Страница 2 из 13
– Ты что, скотина, делаешь! – крикнул Лавр в бешенстве, и резко развернувшись, хлёстко ударил солдата в лицо. От неожиданности все застыли. Солдат медленно поднялся, сверля Лавра глазами, размазал кровь по лицу и вдруг проревел: – Ах ты ж сволота, контра белая! А ну в штыки их! – и, выполнив на удивление грамотно ружейный приём «С выпадом, длинным – коли!», ударил штыком. Лавр отклонился, ушёл от воронёного жала и, схватив трёхлинейку17 за ствол, резко ударил его ногой в живот. Вырвав винтовку, он перехватил её и уже изготовился к бою, но услышав стук копыт, невольно обернулся и не заметил, как один из конвоиров, занёс над его головой карабин. Крик – «Прекратить!», выстрел и удар окованным металлом затыльником приклада по голове сошлись в одной точке вселенной, и Лавр провалился в пустоту…
***
Ощущение себя в пространстве происходило постепенно. Он увидел мутную грязно-серую, слегка плавающую перед глазами пелену и сообразил, что это саманный потолок. Затем услышал старческий надтреснутый голос: – Товарищ комиссар, это всего лишь обычное сотрясение мозга. Затылочная кость цела, шейный отдел, на первый взгляд, без смещения. Он должен скоро прийти в себя. Ночь понаблюдаем, а утром милости прошу. Сегодня вы вряд ли сможете общаться.

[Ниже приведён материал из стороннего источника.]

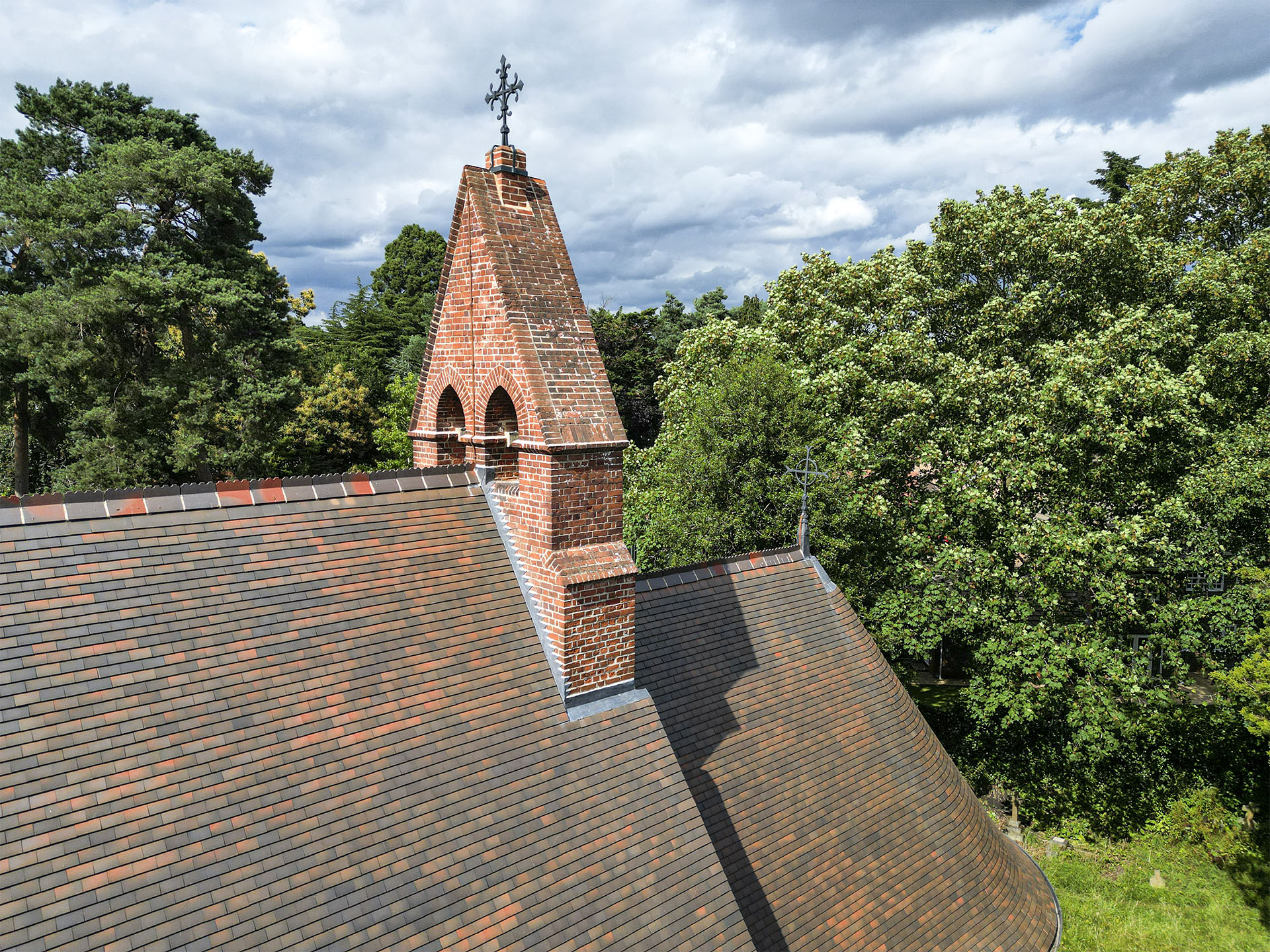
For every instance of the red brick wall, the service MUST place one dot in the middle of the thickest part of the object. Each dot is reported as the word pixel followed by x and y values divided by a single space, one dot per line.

Дверь негромко хлопнула, Лавр попробовал повернуть голову, но движение отозвалось в голове резкой болью. Ощущение было таким, как будто мозг превратился в один большой раскалённый булыжник, который плавает в черепной коробке сам по себе.
– Отлично! Мы уже пришли в себя! – раздался уже знакомый голос.
Он попытался скосить глаза, но даже это незаметное в обычной жизни движение вызвало боль. Опустив веки, он бессильно откинулся на подушку.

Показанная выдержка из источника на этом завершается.